I think that (3) does create strong incentives right now—at least for anyone who assumes [without any special prejudice given to existing people] amounts to [and it’s fine to disassemble everyone who currently exists if it’s the u/v/h/g/etc maximising policy]. This seems probable to me, though not entirely clear (I’m not an optimal configuration, and smoothly, consciousness-preservingly transitioning me to something optimal seems likely to take more resources than unceremoniously recycling me).
Incentives now include:
Prevent (3) happening.
To the extent that you expect (3) and are selfish, live for the pre-(3) time interval, for (3) will bring your doom.
On (4), “This solution obviously creates the best incentives for current agents” seems badly mistaken unless I’m misunderstanding you.
Something in this spirit would need to be based on a notion of [expected social value], not on actual contributions, since in the cases where we die we don’t get to award negative points.
For example, suppose my choice is between: A: {90% chance doom for everyone; 10% I save the world} B: {85% chance doom for everyone; 15% someone else saves the world}
To the extent that I’m selfish, and willing to risk some chance of death for greater control over the future, I’m going to pick A under (4). The more selfish, reckless and power-hungry I am, and the more what I want deviates from that most people want, the more likely I am to actively put myself in position to take an A-like action.
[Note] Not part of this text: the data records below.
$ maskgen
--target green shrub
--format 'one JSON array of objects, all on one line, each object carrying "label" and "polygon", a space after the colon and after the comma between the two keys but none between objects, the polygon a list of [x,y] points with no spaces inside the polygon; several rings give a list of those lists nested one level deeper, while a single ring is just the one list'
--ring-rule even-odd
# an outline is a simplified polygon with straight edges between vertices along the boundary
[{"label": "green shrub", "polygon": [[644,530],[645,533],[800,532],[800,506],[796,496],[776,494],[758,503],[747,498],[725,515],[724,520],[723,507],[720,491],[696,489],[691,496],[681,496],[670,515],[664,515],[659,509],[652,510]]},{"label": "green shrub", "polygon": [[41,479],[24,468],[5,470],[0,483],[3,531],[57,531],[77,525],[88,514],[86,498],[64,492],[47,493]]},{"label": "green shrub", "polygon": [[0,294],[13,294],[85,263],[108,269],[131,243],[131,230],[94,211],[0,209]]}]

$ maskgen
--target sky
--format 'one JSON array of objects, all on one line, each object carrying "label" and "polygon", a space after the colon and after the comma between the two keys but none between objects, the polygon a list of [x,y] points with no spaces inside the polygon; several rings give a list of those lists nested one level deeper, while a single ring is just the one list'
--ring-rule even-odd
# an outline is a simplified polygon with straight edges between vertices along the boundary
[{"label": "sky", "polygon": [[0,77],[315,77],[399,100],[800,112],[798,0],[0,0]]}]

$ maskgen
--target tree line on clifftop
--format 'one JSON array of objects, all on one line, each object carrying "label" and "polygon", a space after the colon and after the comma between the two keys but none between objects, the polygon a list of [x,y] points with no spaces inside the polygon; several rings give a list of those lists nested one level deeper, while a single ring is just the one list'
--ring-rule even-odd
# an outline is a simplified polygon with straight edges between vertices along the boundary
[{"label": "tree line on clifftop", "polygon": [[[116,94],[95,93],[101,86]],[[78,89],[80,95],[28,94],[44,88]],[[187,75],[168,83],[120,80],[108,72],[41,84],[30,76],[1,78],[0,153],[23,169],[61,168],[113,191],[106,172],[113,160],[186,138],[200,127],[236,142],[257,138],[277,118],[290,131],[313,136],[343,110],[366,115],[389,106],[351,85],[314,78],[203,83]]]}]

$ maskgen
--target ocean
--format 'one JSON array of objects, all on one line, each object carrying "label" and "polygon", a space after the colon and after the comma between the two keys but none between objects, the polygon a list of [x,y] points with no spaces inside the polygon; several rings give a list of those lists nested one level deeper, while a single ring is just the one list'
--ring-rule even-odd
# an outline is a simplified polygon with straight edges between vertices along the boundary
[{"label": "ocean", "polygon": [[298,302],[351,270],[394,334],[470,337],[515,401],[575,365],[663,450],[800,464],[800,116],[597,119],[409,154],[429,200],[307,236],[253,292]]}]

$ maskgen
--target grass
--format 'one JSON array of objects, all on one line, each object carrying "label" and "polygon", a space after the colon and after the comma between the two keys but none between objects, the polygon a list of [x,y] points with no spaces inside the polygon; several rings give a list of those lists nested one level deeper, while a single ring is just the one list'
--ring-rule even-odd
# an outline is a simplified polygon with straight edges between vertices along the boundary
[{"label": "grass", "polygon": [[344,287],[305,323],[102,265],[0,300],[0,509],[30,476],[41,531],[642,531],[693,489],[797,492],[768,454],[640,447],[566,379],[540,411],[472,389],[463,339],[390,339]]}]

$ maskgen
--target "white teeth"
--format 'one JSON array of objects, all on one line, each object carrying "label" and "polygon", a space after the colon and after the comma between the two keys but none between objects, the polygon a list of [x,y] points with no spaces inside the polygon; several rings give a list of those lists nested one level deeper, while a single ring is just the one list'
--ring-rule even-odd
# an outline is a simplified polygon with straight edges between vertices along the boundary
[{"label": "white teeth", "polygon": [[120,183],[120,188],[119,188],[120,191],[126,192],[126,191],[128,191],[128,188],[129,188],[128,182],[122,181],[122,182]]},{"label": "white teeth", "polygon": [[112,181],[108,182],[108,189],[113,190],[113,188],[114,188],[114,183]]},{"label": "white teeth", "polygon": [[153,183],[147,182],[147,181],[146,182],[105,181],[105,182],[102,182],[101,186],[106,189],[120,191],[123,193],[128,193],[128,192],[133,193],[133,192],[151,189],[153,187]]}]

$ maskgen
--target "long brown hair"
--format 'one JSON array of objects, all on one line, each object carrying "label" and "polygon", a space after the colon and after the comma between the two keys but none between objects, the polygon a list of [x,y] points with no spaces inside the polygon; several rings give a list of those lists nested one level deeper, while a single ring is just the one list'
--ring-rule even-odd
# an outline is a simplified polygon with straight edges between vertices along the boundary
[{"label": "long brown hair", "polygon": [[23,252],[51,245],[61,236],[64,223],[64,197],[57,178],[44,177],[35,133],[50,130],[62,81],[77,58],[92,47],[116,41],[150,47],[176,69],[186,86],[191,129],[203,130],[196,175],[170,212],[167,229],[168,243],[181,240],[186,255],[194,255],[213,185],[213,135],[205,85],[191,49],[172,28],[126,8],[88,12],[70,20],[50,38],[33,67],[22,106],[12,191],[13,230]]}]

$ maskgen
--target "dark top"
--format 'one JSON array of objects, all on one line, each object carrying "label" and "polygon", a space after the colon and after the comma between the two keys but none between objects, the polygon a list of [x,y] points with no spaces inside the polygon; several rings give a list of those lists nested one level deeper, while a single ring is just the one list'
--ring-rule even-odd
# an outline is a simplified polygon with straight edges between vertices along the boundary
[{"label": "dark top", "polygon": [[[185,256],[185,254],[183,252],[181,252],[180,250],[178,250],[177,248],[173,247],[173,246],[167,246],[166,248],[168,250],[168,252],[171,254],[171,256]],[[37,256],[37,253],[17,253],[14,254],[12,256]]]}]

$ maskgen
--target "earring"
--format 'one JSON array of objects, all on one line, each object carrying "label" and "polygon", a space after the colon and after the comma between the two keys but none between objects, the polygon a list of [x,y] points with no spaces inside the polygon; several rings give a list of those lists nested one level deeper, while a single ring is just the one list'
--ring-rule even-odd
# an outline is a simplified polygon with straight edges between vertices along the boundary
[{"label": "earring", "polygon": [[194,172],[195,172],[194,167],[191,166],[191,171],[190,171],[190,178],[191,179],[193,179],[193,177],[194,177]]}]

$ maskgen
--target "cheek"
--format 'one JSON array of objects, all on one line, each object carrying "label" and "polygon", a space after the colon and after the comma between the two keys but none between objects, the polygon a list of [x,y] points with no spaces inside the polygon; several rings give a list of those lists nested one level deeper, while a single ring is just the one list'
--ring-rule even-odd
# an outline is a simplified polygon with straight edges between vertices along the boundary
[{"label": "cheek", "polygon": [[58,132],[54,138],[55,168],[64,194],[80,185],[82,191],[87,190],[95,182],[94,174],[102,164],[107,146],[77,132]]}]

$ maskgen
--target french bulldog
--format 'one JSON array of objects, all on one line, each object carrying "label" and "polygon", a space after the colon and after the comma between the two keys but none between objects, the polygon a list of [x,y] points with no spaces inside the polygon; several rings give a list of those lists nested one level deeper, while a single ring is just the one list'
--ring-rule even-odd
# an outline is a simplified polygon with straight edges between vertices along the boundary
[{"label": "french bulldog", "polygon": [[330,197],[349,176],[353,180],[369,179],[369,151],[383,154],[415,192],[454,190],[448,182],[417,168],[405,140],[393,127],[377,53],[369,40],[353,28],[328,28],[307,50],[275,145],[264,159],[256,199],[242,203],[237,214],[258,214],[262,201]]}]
Moreover, if the aim is to get ideal incentives, it seems unavoidable to have symmetry and include punishments rather than only [you don’t get many resources]. Otherwise the incentive is to shoot for huge magnitude of impact, without worrying much about the sign, since no-one can do worse than zero resources.
If correct incentives were the only desideratum, I don’t see how we’d avoid [post-singularity ‘hell’ (with some probability) for those who’re reckless with AGI]. For any nicer approach I think we’d either be incenting huge impact with uncertain sign, or failing to incent large sacrifice in order to save the world.
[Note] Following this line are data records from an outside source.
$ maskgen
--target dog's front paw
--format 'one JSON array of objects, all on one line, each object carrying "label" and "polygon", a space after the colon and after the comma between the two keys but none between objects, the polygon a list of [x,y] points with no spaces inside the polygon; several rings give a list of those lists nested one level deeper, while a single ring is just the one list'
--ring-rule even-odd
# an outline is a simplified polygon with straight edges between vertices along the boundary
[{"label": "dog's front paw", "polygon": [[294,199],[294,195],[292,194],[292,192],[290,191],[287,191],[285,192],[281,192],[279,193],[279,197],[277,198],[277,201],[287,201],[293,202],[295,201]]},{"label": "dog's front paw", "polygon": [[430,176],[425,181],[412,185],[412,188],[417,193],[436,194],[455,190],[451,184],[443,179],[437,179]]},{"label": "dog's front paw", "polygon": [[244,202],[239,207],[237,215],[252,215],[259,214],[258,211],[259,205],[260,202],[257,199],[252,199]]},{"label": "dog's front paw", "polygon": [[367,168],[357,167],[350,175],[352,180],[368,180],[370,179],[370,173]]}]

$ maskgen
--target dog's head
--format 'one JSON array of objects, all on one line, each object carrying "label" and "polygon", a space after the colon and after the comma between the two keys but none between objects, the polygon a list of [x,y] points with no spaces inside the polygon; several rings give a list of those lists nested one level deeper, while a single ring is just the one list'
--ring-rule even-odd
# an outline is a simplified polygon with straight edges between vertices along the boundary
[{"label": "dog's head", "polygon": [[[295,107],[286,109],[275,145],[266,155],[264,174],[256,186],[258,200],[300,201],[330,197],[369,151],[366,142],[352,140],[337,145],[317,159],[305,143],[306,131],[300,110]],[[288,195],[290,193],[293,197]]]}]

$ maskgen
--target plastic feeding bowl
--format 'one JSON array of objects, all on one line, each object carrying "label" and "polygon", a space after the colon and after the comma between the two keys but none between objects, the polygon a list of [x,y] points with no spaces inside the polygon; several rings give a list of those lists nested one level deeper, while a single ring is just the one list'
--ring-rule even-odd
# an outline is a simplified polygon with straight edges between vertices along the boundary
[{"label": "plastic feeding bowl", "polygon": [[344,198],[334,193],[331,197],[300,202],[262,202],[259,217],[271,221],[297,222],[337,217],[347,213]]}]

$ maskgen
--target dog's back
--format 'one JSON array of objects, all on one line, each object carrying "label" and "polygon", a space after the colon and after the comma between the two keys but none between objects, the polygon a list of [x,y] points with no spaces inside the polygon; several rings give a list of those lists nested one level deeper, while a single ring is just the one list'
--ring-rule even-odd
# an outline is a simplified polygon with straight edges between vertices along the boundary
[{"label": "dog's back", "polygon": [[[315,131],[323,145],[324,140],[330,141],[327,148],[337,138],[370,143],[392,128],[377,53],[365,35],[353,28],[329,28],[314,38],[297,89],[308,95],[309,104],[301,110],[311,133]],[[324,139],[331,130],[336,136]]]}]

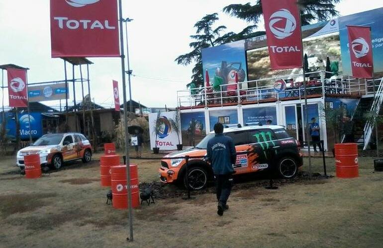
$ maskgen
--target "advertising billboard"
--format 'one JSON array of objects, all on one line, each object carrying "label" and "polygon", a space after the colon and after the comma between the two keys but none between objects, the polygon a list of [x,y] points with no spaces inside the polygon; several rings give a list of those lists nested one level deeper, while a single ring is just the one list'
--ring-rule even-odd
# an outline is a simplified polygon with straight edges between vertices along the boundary
[{"label": "advertising billboard", "polygon": [[182,142],[184,146],[194,146],[206,136],[204,112],[181,114]]},{"label": "advertising billboard", "polygon": [[237,110],[215,110],[209,112],[210,129],[212,131],[216,123],[238,124],[238,115]]},{"label": "advertising billboard", "polygon": [[244,124],[259,122],[265,125],[269,120],[271,120],[272,124],[277,124],[277,108],[275,107],[261,107],[243,109]]},{"label": "advertising billboard", "polygon": [[[65,83],[28,87],[28,98],[30,103],[65,99],[66,93]],[[69,92],[68,99],[69,99]]]},{"label": "advertising billboard", "polygon": [[177,133],[171,124],[171,120],[174,119],[176,111],[161,112],[159,113],[160,123],[159,130],[156,131],[156,121],[159,117],[159,113],[153,113],[149,114],[149,129],[150,133],[150,147],[159,147],[161,150],[176,150],[180,143],[181,133]]}]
Perhaps the latter is best?? I.e. cap the max resources for any individual at a fairly low level, so that e.g. [this person was in the top percentile of helpfulness] and [this person saved the world] might get you about the same resource allocation. It has the upsides both of making ‘hell’ less necessary, and of giving a lower incentive to overconfident people with high-impact schemes. (but still probably incents particularly selfish people to pick A over B)
If correct incentives were the only desideratum, I don’t see how we’d avoid [post-singularity ‘hell’ (with some probability) for those who’re reckless with AGI].
(some very mild spoilers for yudkowsky’s planecrash glowfic (very mild as in this mostly does not talk about the story, but you could deduce things about where the story goes by the fact that characters in it are discussing this))
[edit: links in spoiler tags are bugged. in the spoiler, “speculates about” should link to here and “have the stance that” to here]
“The Negative stance is that everyone just needs to stop calculating how to pessimize anybody else’s utility function, ever, period. That’s a simple guideline for how realness can end up mostly concentrated inside of events that agents want, instead of mostly events that agents hate.”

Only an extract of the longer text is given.